Several customers told ABC 6 On Your Side Investigates that they never received their titles and were getting the runaround. Jess Kane is one of the customers who filed a complaint as well as a report with Zanesville police. Kane received the title for her Jeep Liberty with the help from the Ohio Attorney General’s office eight months after she bought it from Balderson Motor Sales.

“I spent a lot of money on it thinking I was going to be okay but not only no title but everything that was wrong with it too so it kind of stinks,” said Kane.

Kane is a mother of two and needs her car to support her family. She was on pins and needles driving to work and back. Kane says the dealership gave her two temporary tags and then expired dealer plates as she questioned the whereabouts of her title.

“I had to miss work a few times because I couldn’t drive without one,” said Kane.

Kane says she couldn’t believe the answer she finally got.

“They were like we’re going to be honest there’s a lien against your car now. I said what,” said Kane.

Zanesville police detective Tom Porter says he has an open investigation into Balderson Motor Sales, specifically Thomas Balderson. Detective Porter says he’s investigating money theft ranging from $600 to $30,000 to deception of titles. Porter says there’s no connection to Troy Balderson in the case.

“I’m thinking what does he think about all of this,” said Kane.

Congressman Troy Balderson sent ABC 6 On Your Side Investigates a statement.

In it, Balderson states that he turned over operational control of the family business to his brother in 2008 upon election to the Ohio State Legislature. He went on to say the business went through a tough period after he left like other small businesses did back then, and that he understands his brother has other issues he is dealing with and fully supports a thorough investigation by the attorney general.

“Tommy should have come forward back in June when they asked him to resolve this faster,” said Bobby Nutter, owner of Nutter Motorsales.

Bobby Nutter says he used to work for the Baldersons in sales and finance. He now has his own dealership where Balderson Motors used to be on Taylor Street. Nutter says he didn’t know about any title problems until this year.

“Not until people started complaining, (when did that happen) um, February,” said Nutter.

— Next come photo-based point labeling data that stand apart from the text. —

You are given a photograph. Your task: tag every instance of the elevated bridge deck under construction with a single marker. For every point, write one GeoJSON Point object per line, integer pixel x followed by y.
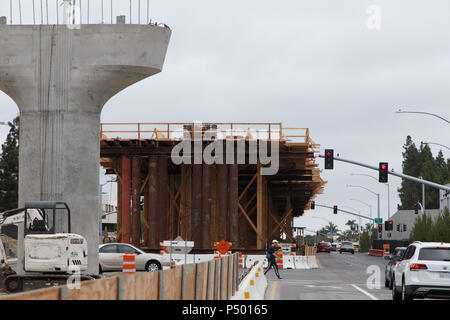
{"type": "Point", "coordinates": [206, 201]}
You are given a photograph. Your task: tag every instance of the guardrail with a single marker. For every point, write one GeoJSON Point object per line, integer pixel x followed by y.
{"type": "Point", "coordinates": [178, 131]}
{"type": "Point", "coordinates": [212, 280]}
{"type": "Point", "coordinates": [47, 12]}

Twenty people have filed complaints with the Ohio Attorney General’s office against Balderson Motor Sales and most are about not getting their titles.

“You tend to think you’re at risk when you’re buying from an individual but when you go to a legitimate car lot and buy it and this happens it’s kind of like a kick in your face,” said Carma Ross.

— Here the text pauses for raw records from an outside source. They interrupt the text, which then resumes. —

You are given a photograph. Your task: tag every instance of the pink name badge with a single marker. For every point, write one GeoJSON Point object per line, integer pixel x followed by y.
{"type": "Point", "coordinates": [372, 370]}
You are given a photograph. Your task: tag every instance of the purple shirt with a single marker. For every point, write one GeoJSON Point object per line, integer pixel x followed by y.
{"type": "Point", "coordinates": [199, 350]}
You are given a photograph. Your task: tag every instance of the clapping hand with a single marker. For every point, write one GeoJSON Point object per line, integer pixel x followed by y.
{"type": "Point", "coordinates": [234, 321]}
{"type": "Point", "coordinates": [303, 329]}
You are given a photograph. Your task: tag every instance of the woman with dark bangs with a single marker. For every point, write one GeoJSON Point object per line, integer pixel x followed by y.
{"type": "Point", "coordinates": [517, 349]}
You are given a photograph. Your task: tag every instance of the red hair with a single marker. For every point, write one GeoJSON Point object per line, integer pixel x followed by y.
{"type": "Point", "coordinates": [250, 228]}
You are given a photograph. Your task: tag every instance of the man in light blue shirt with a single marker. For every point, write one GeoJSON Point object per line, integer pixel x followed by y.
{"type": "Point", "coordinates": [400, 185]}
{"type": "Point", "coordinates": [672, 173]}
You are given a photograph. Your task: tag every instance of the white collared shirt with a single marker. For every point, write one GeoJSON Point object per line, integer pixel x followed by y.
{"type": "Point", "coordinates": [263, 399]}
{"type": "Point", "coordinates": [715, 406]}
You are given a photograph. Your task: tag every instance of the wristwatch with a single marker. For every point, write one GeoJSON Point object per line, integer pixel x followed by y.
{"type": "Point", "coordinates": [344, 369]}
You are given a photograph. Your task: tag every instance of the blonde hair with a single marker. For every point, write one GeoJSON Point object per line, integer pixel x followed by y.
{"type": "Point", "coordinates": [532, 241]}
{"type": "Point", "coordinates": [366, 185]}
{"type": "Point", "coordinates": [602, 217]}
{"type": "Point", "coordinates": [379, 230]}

Ross says she used to work at Baldersons in the late 90’s and bought other cars from them without problems until she purchased this truck in January 2016.

“It sits here,” said Ross.

She can’t drive it and still doesn’t have a title more than two years later.

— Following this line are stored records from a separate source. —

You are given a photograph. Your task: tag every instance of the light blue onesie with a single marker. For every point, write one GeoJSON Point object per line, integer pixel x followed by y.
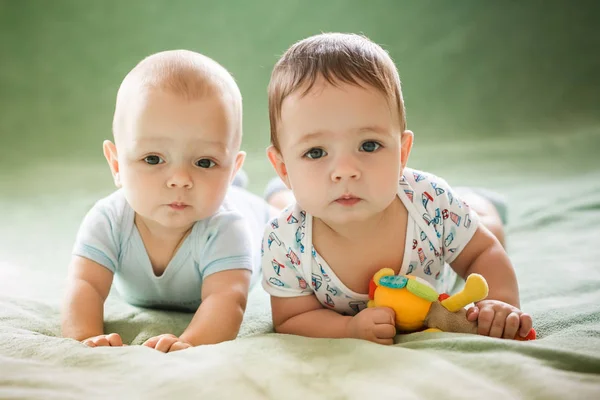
{"type": "Point", "coordinates": [230, 239]}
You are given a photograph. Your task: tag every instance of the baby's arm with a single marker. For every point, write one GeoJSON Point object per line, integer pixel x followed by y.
{"type": "Point", "coordinates": [224, 297]}
{"type": "Point", "coordinates": [88, 286]}
{"type": "Point", "coordinates": [485, 255]}
{"type": "Point", "coordinates": [304, 315]}
{"type": "Point", "coordinates": [499, 315]}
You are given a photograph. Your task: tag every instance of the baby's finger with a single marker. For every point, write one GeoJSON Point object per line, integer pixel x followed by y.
{"type": "Point", "coordinates": [101, 341]}
{"type": "Point", "coordinates": [385, 342]}
{"type": "Point", "coordinates": [151, 342]}
{"type": "Point", "coordinates": [472, 314]}
{"type": "Point", "coordinates": [511, 326]}
{"type": "Point", "coordinates": [498, 323]}
{"type": "Point", "coordinates": [114, 339]}
{"type": "Point", "coordinates": [384, 331]}
{"type": "Point", "coordinates": [179, 346]}
{"type": "Point", "coordinates": [165, 343]}
{"type": "Point", "coordinates": [526, 324]}
{"type": "Point", "coordinates": [484, 321]}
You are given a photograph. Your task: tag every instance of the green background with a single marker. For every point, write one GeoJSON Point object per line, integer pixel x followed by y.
{"type": "Point", "coordinates": [490, 87]}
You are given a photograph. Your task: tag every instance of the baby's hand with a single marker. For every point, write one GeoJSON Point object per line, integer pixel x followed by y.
{"type": "Point", "coordinates": [112, 339]}
{"type": "Point", "coordinates": [375, 324]}
{"type": "Point", "coordinates": [167, 343]}
{"type": "Point", "coordinates": [498, 319]}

“I am sort of in car limbo right now. I can not sell the truck I can not technically insure the truck because it’s not titled in my name it’s titled in Balderson Motor Sales and I don’t think legally I can drive the truck,” said Ross.

Nutter tells ABC 6 On Your Side Investigates that he was subpoenaed by the attorney general’s office and in July testified about each Balderson title issue in question.

“Trying to get people titles and get their license plates so they can drive their cars that they purchased,” said Nutter.

After stopping by Tom Balderson's home twice and leaving a card, he sent ABC 6 On Your Side Investigates a statement by email. Balderson stated that he’s currently working with the attorney general’s office to resolve all complaints that were filed.

“No one has offered an apology. That’s the one thing, if you’re going to do something that’s wrong at least offer an apology that’s something I have not gotten,” said Kane.

Nutter couldn’t agree more after hearing about their hardships.

“Yeah, I believe they all deserve an apology from him from Tommy because these people worked hard to buy cars and they can’t drive them or couldn’t get license plates for them a lot of them got tickets,” said Nutter.

Nutter says he’s righting a wrong while trying to establish a name for himself.

“I worry about the stigma attached to well you worked for him and now it’s your store you was part I wasn’t part,” said Nutter.

Of the 20 complaints with the AG’s office, seven remain open. No charges have been filed in the case being handled by Zanesville police. The detective on the case says he hopes to wrap up his investigation by mid-October.